The UAE is a federation of 7 small Arab principalities located along the Persian Gulf coast in the northeastern part of the Arabian Peninsula. There’s Abu Dhabi, the largest emirate, and Dubai, the largest and most populous city in the federation (with the tallest tower). But there are also Ajman, Fujairah, Ras Al Khaimah, Sharjah, and Umm Al Quwain. You definitely don’t need to remember all of these names – you won’t be tested on this.
And you’ve guessed right: there is oil there as well, lots of oil. The oil comes mainly from Abu Dhabi, which is significantly larger than the other emirates, but the other sheikhs reap its fruits too, so the standard of living in the UAE is one of the highest in the world.
So now you are probably imagining that wandering in the streets of Dubai provides us with an exotic view of men in white galabiyas and keffiyehs and of women covered in veils from head to toe. Sorry to disappoint you then. The vast majority of the UAE residents aren’t even Arabs. In fact, out of the nearly 10 million people comprising the country’s residents, only 1.4 million are Arab citizens of the federation. The rest are all foreign workers and residents from 200 different countries, and most come from India, Pakistan, and other Moslem countries but also from America and Europe.
And some of them I know really, really well.
I know Sagarika, Dr. Oudi, Federica, and Shirrine from an international group of the BNI networking organization of which I’ve been a member in the last 11 years. Most of my activity in the organization – for those who have not yet been exposed to my nonstop blabbering on the subject – is in my local chapter in Ness Ziona, which is the largest chapter in Israel.

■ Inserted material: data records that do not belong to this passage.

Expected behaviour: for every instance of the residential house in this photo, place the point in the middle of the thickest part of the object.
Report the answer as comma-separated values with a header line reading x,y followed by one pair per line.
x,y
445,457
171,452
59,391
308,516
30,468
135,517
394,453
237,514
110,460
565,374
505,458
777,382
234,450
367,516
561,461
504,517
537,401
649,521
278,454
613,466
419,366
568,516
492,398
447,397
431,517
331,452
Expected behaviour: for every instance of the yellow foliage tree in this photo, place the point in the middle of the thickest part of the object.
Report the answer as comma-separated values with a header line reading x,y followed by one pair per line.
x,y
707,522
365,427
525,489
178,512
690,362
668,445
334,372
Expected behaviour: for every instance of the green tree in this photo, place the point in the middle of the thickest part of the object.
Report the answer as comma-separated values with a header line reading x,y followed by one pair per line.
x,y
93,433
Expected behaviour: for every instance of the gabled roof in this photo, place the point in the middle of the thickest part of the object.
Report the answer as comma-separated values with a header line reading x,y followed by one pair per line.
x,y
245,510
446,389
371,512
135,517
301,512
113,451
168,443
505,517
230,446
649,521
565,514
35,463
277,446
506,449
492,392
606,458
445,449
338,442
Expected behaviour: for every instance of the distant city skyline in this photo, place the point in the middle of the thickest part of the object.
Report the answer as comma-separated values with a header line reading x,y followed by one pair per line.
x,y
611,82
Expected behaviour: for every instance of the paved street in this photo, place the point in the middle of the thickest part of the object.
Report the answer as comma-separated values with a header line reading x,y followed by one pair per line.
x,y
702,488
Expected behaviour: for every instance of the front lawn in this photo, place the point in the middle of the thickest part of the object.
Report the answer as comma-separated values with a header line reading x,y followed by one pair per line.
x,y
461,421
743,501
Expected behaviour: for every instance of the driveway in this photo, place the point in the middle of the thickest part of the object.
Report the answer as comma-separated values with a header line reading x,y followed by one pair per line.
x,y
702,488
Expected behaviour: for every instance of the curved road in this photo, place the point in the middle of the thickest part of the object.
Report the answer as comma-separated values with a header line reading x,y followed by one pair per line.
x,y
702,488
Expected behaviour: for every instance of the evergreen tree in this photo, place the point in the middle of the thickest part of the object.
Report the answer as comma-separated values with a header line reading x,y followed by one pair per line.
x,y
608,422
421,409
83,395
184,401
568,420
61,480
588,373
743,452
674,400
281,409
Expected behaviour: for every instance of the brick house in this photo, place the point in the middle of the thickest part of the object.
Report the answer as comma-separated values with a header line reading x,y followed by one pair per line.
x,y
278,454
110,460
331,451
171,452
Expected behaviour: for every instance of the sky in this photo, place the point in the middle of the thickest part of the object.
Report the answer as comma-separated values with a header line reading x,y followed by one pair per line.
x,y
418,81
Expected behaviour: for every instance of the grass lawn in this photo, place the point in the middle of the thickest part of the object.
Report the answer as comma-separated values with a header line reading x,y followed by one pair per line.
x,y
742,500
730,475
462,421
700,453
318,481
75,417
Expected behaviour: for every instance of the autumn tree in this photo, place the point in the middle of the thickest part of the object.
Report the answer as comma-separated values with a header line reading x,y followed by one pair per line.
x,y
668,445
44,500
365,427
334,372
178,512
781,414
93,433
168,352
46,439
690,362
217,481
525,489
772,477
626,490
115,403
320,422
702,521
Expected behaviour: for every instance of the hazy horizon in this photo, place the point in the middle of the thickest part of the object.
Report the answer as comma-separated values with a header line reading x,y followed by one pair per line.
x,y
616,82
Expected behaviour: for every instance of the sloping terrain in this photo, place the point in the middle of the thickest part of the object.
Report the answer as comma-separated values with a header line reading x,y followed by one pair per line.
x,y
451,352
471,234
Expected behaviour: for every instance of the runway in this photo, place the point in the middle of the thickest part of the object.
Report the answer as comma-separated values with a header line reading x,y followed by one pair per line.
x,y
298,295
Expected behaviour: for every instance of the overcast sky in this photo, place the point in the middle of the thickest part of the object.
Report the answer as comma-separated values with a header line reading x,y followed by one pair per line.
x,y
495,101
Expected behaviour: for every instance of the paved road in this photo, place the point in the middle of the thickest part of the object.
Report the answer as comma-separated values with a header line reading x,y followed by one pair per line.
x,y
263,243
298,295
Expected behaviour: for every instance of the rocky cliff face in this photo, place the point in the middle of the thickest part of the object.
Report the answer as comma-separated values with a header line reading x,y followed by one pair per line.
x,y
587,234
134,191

Every week on Monday morning we meet in a regular venue – recently on Zoom – and generate together business opportunities for each other. The international group, which conducts most of its activities on Zoom, is almost the same, with the exception of maybe the hugs at the end of each meeting. That’s how I got to meet business owners from all over the world, including of course from the UAE. Needless to say, all of them speak excellent English, and although the official language in their country is Arabic, what you’ll hear in the streets, malls, hotels, and office buildings is mainly English.
So, if you’re sitting now and wracking your brains where to start and how you can find good connections in the UAE, you should first know that there are Israeli companies that have been active there for years, undercover or not. But if you’re not that well connected, then maybe you should meet Federica who manages Nur International Group who provides business incorporation and support solutions, and she would love to assist you in establishing a company or business activity in Dubai.

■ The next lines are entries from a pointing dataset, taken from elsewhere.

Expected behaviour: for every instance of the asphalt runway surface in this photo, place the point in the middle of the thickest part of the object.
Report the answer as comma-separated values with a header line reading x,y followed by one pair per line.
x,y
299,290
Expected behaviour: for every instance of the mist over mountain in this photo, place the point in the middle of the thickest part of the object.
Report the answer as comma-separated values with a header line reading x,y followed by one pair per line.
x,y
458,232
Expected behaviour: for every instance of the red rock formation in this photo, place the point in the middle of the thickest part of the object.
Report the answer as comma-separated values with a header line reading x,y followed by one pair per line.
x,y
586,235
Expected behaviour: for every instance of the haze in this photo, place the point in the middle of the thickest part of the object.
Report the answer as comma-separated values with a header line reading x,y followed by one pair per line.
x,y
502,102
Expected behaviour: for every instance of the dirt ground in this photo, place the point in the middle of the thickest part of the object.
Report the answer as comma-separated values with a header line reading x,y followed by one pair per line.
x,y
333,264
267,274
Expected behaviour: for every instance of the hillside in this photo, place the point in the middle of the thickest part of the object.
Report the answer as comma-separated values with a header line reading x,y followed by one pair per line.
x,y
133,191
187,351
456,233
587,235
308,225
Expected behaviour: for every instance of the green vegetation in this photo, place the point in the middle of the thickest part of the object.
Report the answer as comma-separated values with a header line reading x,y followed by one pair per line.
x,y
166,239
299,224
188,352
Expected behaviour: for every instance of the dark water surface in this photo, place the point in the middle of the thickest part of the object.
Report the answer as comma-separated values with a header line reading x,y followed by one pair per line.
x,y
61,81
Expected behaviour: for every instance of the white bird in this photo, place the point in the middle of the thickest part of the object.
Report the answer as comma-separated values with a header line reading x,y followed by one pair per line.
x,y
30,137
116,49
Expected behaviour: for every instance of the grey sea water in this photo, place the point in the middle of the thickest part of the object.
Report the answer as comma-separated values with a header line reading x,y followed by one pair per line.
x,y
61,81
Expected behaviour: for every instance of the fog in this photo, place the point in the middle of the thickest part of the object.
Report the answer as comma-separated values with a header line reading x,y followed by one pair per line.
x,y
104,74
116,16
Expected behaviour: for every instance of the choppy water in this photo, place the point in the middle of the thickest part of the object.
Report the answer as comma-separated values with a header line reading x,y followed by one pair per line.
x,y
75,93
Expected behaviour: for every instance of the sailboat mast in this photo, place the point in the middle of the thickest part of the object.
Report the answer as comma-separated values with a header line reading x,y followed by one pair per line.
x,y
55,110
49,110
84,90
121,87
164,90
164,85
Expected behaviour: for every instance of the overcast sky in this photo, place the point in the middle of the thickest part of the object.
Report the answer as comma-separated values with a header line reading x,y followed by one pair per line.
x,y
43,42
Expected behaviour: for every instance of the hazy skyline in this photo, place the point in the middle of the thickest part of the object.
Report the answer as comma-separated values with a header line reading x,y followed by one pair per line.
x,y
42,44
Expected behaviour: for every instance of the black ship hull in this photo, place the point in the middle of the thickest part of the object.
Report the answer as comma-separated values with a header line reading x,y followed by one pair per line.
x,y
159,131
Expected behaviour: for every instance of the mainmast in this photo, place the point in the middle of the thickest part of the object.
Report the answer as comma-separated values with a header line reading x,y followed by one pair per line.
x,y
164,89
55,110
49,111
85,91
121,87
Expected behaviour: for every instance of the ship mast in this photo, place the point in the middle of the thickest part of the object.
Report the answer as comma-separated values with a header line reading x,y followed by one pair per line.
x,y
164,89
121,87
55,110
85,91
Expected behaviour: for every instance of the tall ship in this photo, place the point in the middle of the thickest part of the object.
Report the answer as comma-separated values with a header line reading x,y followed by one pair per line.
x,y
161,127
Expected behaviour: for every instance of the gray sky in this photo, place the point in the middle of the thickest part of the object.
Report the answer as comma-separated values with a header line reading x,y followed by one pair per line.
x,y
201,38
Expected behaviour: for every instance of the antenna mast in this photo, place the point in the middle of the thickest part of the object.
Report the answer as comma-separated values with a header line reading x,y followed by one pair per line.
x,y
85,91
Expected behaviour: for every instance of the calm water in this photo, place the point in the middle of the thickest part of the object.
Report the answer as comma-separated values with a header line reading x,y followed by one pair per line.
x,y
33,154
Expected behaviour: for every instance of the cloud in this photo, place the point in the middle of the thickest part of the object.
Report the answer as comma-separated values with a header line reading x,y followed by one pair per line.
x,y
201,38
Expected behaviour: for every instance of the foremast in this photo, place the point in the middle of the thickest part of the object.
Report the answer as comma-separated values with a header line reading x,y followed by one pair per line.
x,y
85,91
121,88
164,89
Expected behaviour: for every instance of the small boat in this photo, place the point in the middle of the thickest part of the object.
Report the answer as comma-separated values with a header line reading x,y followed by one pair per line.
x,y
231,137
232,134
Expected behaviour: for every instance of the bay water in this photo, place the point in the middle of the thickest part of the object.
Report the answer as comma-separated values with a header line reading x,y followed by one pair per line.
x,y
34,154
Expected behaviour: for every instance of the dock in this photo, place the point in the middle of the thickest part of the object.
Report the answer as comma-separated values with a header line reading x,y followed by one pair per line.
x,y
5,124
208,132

If your heart desires to organize a glistening and impressive event in Dubai, I will gladly introduce you to Sagarika Sahoo who organizes physical and online events and conferences. For your convenience, I have attached Sagi’s company profile (Sagi is her nickname that we very affectionately use).
Are you interested in corporate gifts, promotional items, and printing collateral, for any event you plan to attend in the Emirates? the Expo 2021 perhaps? Let Shirrine Khambata of SHIKMO International Advertising L.L.C. be your partner. You don’t need to carry heavy suitcases, just place an order with Shikmo and they will deliver to you in Dubai.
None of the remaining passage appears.